Luis Mosquera was among the Colombian winners on day one in Lima ©Getty Images

Colombia won three gold medals on the opening day of the International Weightlifting Federation (IWF) Grand Prix here, a silver qualifying event for next year's Olympic Games in Tokyo.

Those successes - and a silver behind China in the day’s other event - keep Colombia on course to qualify a full team off eight for Tokyo 2020.

On current rankings only China and the United States are likely to join them.

For China, fielding a maximum team at the Olympic Games is a given, but for Colombia it is yet another example of the nation’s ever-rising status in the sport.

Colombia has won more Olympic medals in weightlifting than in any other sport and all seven of them have been in the 21st century.

"We started from zero and now, in terms of results, we are the number one sport in Colombia,” said Colombian Weightlifting Federation President William Pena, while watching Francisco Mosquera win the men’s 61 kilograms event.

Weightlifting has a stronghold in nearly all the administrative regions of the country, and offers children free, top-quality coaching – and a way out of the barrios.

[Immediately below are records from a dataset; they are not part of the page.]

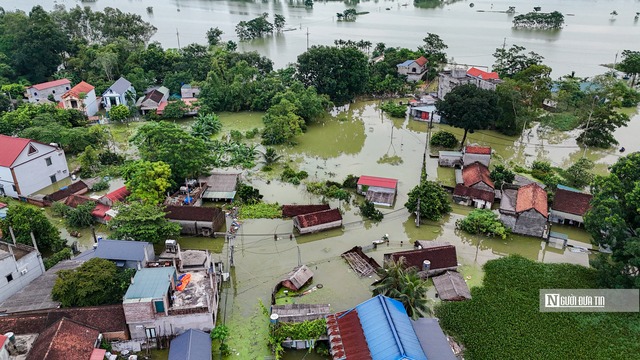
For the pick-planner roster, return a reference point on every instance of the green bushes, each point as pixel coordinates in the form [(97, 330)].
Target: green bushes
[(484, 222), (393, 109), (444, 139)]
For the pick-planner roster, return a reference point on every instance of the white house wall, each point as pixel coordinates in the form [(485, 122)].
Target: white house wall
[(32, 172)]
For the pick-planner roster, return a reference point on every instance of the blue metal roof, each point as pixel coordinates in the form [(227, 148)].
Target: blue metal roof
[(406, 63), (191, 345), (121, 250), (388, 330), (150, 283)]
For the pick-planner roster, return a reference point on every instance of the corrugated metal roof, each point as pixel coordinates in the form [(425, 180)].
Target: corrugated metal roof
[(388, 330), (191, 345), (121, 250), (150, 283)]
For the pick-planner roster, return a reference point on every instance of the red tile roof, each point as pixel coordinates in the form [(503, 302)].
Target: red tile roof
[(532, 196), (295, 210), (10, 149), (476, 173), (378, 182), (82, 87), (441, 257), (51, 84), (319, 217), (346, 336), (64, 340), (571, 202), (421, 60), (473, 193), (118, 194), (483, 150), (475, 72)]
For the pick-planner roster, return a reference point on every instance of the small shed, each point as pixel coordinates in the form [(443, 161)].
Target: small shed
[(204, 221), (297, 278), (451, 286), (449, 158), (378, 190), (318, 221)]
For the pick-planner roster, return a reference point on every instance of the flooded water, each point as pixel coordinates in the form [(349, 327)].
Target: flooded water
[(590, 37)]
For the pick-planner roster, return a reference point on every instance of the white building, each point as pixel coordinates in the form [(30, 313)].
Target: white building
[(40, 92), (27, 166), (19, 266)]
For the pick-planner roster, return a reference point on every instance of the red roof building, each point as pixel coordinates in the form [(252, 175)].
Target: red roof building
[(477, 73), (532, 196)]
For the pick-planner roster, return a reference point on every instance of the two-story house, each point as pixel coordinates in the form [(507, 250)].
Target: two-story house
[(160, 301), (121, 92), (19, 266), (27, 166), (40, 92), (81, 97)]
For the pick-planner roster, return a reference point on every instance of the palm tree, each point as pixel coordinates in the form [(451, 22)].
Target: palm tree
[(270, 156), (405, 285)]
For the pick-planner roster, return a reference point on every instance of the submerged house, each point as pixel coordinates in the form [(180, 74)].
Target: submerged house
[(525, 210), (378, 190), (203, 221), (569, 206), (430, 258), (318, 221), (380, 328)]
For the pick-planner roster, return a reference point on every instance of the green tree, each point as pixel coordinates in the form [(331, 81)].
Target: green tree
[(206, 125), (187, 156), (434, 201), (341, 73), (80, 216), (119, 113), (513, 60), (470, 108), (96, 282), (147, 181), (143, 222), (579, 174), (405, 285), (214, 36), (613, 221), (501, 175), (25, 219)]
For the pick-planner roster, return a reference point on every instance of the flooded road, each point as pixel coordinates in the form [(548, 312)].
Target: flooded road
[(590, 37)]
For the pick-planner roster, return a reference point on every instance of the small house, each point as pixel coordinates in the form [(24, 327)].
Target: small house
[(192, 344), (297, 278), (525, 210), (481, 154), (189, 91), (124, 253), (318, 221), (152, 100), (194, 220), (295, 210), (569, 206), (449, 158), (380, 328), (81, 97), (120, 92), (413, 69), (39, 93), (429, 258), (451, 287), (378, 190), (28, 166)]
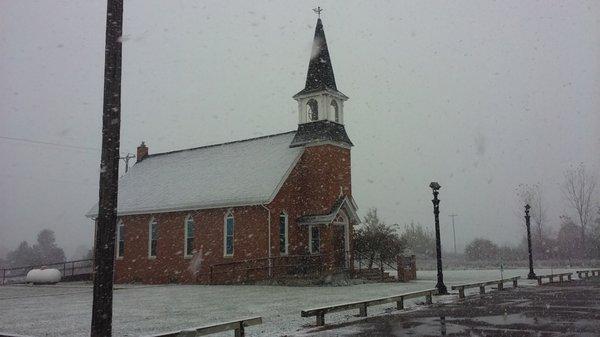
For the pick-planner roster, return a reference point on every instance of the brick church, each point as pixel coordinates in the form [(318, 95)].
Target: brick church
[(272, 207)]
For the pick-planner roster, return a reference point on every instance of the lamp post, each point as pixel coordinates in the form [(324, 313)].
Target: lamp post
[(531, 274), (438, 245)]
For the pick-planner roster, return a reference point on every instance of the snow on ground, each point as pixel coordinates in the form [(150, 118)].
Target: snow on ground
[(65, 309)]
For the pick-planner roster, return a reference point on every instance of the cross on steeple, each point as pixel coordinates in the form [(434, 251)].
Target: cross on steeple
[(318, 10)]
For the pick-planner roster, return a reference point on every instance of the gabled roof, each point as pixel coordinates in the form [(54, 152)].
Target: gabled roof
[(320, 70), (246, 172), (343, 202)]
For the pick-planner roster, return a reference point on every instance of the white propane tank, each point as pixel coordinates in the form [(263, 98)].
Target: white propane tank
[(43, 276)]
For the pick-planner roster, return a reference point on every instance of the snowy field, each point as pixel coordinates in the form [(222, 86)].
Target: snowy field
[(65, 309)]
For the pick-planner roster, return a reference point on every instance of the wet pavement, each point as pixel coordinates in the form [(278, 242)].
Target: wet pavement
[(568, 309)]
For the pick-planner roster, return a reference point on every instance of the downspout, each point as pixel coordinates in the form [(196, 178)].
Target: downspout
[(269, 240)]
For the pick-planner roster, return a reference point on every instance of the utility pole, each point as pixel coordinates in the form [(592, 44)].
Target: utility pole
[(126, 160), (531, 274), (106, 222), (454, 231)]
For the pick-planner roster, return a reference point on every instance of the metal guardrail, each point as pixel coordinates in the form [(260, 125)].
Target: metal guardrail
[(551, 277), (594, 272), (320, 312), (237, 326), (500, 282)]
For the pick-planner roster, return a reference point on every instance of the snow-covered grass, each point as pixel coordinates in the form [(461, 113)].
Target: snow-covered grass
[(65, 309)]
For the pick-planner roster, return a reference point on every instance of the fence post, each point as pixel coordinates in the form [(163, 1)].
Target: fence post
[(239, 332), (400, 304), (429, 298), (400, 267)]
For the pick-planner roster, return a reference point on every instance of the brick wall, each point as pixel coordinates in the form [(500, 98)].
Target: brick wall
[(311, 188)]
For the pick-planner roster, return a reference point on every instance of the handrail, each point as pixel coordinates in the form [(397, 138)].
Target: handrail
[(244, 267), (500, 282), (320, 312), (586, 272), (364, 257), (238, 326), (263, 259), (551, 277)]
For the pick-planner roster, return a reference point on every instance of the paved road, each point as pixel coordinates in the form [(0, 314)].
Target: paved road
[(568, 309)]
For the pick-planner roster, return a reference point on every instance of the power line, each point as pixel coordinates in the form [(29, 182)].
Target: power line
[(50, 143)]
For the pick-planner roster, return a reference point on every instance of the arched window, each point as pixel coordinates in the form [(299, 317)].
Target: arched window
[(335, 110), (228, 234), (189, 234), (283, 233), (312, 110), (314, 239), (152, 237), (120, 239)]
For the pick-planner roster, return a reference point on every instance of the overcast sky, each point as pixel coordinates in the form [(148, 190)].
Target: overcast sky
[(479, 95)]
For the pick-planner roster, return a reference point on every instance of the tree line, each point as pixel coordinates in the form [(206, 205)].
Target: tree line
[(44, 251), (577, 235)]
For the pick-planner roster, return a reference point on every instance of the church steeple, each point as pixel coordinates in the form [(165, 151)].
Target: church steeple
[(320, 104), (320, 70)]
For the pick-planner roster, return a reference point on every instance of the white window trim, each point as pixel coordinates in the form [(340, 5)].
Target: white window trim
[(310, 249), (228, 215), (185, 236), (118, 241), (152, 221), (287, 242)]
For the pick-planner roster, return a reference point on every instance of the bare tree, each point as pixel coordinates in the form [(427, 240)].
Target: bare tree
[(578, 191)]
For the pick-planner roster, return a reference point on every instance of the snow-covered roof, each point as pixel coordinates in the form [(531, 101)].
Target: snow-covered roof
[(246, 172)]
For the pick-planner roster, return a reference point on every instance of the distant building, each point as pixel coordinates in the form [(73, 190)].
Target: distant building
[(269, 207)]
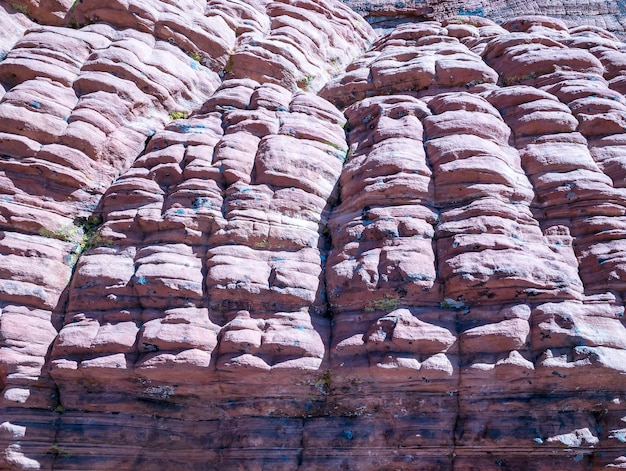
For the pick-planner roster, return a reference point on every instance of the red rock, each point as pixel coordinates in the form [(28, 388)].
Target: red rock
[(205, 261)]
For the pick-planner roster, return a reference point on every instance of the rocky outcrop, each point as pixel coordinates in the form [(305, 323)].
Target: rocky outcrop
[(249, 235), (385, 14)]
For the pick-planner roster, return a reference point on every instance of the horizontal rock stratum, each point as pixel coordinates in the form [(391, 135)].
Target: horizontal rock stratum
[(245, 235)]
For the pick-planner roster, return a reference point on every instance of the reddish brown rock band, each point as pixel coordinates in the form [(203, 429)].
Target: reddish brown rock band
[(250, 234)]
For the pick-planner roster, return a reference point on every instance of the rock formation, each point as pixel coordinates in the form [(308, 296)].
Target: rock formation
[(243, 234)]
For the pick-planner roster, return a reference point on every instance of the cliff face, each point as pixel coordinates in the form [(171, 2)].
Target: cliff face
[(384, 14), (256, 235)]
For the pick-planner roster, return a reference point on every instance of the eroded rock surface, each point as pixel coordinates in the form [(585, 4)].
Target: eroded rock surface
[(252, 234)]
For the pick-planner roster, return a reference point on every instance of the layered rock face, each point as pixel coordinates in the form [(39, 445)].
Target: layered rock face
[(256, 235), (384, 14)]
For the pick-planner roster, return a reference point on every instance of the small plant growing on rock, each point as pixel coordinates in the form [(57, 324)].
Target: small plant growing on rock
[(178, 115)]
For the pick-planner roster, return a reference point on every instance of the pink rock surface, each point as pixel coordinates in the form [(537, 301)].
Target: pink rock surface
[(253, 234)]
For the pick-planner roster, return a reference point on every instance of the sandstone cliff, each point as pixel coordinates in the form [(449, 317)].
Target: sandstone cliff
[(257, 235)]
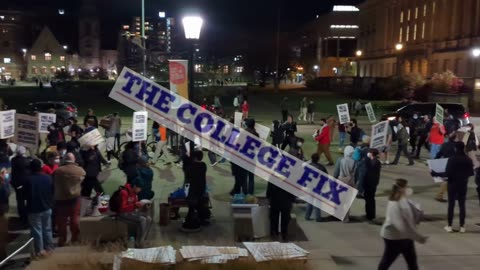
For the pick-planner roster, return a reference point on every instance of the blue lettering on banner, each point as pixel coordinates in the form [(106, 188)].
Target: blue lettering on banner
[(250, 144), (181, 113)]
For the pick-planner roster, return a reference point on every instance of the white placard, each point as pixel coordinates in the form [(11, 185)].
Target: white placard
[(7, 124), (45, 120), (26, 133), (343, 113), (91, 138), (239, 146), (140, 126), (378, 139), (370, 113)]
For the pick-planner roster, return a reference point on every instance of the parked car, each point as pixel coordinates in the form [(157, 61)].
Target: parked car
[(457, 110), (63, 110)]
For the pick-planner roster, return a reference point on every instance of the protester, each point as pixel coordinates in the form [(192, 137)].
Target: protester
[(128, 214), (303, 110), (93, 161), (277, 134), (323, 140), (280, 207), (310, 208), (402, 136), (90, 116), (370, 183), (311, 112), (290, 128), (67, 181), (144, 180), (284, 109), (20, 172), (399, 229), (345, 170), (39, 192)]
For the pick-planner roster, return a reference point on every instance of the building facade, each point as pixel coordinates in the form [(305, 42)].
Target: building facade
[(418, 36)]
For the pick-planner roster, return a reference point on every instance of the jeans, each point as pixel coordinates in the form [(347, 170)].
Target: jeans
[(393, 248), (434, 149), (342, 136), (41, 230), (457, 192), (310, 209)]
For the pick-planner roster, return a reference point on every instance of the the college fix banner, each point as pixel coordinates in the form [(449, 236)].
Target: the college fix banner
[(233, 143)]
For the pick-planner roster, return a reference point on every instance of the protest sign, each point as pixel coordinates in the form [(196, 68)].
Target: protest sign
[(439, 112), (7, 124), (343, 113), (91, 138), (239, 146), (378, 139), (370, 113), (45, 120), (26, 133), (140, 126)]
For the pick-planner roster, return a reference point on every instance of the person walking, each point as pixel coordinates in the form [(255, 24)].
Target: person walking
[(399, 229), (323, 140), (284, 109), (310, 208), (403, 137), (303, 110), (39, 193), (372, 179), (67, 180), (311, 112)]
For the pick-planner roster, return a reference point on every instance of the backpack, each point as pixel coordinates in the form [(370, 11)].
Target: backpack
[(115, 202)]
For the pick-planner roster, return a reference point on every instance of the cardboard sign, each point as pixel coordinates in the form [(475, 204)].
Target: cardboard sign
[(370, 113), (91, 138), (240, 147), (343, 113), (45, 120), (379, 135), (26, 133), (140, 126), (7, 124), (439, 112)]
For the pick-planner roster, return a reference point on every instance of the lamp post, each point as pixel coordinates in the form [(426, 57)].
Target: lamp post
[(192, 26), (398, 48)]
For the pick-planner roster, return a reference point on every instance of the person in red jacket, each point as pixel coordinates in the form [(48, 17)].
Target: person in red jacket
[(128, 214), (324, 141)]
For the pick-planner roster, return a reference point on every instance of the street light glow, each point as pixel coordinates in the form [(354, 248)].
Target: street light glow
[(193, 26)]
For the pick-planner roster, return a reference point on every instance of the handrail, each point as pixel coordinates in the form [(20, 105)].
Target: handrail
[(16, 252)]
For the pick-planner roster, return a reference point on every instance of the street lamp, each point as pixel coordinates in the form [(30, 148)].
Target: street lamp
[(193, 27)]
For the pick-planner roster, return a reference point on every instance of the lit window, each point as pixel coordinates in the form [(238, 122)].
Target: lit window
[(415, 32), (423, 30)]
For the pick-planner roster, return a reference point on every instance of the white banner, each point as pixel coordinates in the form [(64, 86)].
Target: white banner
[(7, 124), (91, 138), (251, 153), (26, 133), (370, 113), (378, 139), (45, 120), (140, 126), (343, 113)]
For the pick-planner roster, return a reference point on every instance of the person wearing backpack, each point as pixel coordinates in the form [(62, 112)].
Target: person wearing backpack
[(124, 202), (403, 138)]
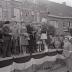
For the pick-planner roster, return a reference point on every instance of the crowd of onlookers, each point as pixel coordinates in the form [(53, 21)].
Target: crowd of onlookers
[(32, 40)]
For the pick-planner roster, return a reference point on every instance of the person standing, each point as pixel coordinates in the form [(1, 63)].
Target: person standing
[(67, 52)]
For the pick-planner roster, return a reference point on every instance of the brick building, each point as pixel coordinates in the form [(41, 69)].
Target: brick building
[(58, 15)]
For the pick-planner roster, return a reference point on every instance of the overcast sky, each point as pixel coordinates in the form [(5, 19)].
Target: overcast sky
[(68, 2)]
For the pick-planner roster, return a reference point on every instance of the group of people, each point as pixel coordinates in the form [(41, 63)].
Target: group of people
[(33, 39), (42, 40)]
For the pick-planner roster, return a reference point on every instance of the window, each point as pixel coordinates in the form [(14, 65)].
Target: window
[(54, 23), (17, 14)]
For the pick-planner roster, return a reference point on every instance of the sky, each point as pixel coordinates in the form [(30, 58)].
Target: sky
[(68, 2)]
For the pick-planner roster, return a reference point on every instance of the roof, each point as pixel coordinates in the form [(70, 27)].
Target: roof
[(54, 8)]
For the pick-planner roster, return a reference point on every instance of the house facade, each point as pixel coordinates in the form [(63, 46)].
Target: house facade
[(58, 15)]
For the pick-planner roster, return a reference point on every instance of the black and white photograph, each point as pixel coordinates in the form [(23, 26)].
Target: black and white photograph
[(35, 35)]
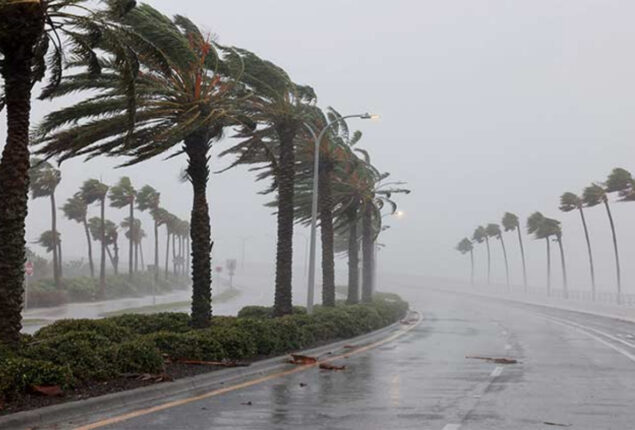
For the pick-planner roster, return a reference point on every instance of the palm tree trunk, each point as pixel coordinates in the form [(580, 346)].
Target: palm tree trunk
[(489, 262), (472, 266), (284, 248), (522, 254), (102, 262), (564, 269), (367, 254), (196, 147), (90, 249), (167, 254), (131, 241), (588, 245), (505, 257), (56, 261), (548, 267), (326, 233), (17, 45), (353, 258), (617, 255), (156, 251)]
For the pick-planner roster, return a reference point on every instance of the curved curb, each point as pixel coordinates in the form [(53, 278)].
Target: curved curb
[(74, 413)]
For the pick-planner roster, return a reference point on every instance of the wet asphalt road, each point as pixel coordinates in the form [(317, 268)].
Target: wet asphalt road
[(574, 371)]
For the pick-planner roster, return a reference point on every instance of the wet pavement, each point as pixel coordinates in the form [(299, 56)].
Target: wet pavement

Its success, which has been most visible since Isabel Urrutia won Colombia’s first Olympic gold medal in any sport in 2000, is even attracting foreign lifters to training camps, the next of which is in Bogota next March.

"We have been doing that for two years,” said Pena, “and we have had visitors from Argentina, Ecuador and the US."

Colombia has won more Olympic medals in weightlifting than in any other sport ©Getty Images
Colombia has won more Olympic medals in weightlifting than in any other sport ©Getty Images

The pathway to success started long before the Olympic medals started rolling in, said Pena, who pinpoints the key moment as the appointment of an Armenian coach, Spartak Urrutinian, in 1969 during a multi-sport collaboration between Colombia and the Soviet Union.

Urrutinian laid the foundations for the future by setting up a programme of coaching the coaches, and unlike other sports weightlifting kept working hard, said Pena.

Coaches were brought in from Cuba and Bulgaria in the 1980s, and over time Colombia created its own training system with input and influence from the Soviet, Bulgarian and Cuban programmes.

As in China, Colombia takes youngsters from deprived backgrounds and moulds them into champions.

"There is a big celebration in the barrios when one of their own wins a medal,” said Pena.

"Weightlifters become important heroes.”

When asked how many of Colombia’s team of eight in Tokyo would be from the barrios, he said: "All of them."

The most popular Colombian champion did not make it on to the platform on the opening day here.

Oscar Figueroa, a silver medallist at London 2012 and tearful champion at Rio 2016, could not compete because of a knee problem but at 36 he is still on course to qualify for his fifth Olympic Games in Tokyo.

Luis Mosquera, a bronze medallist in Rio, won the 67kg to make it two from two for Colombia in the men’s events, holding off the challenge of junior world champion Adkhamjon Ergashev of Uzbekistan.

Yenny Sinisterra, 19, who had finished second to Venezuela’s Genesis Rodriguez in the Pan American Games in Lima four months ago, gained revenge when she won the 55kg.

The only beaten Colombian on the day was Ana Segura, second to China’s Zhang Rong at 49kg.

For the United States Hayley Reichardt won a silver medal in the 49kg clean and jerk but her highly-ranked team-mate Alyssa Ritchey, who is well placed in Tokyo 2020 qualifying, failed to make the weight.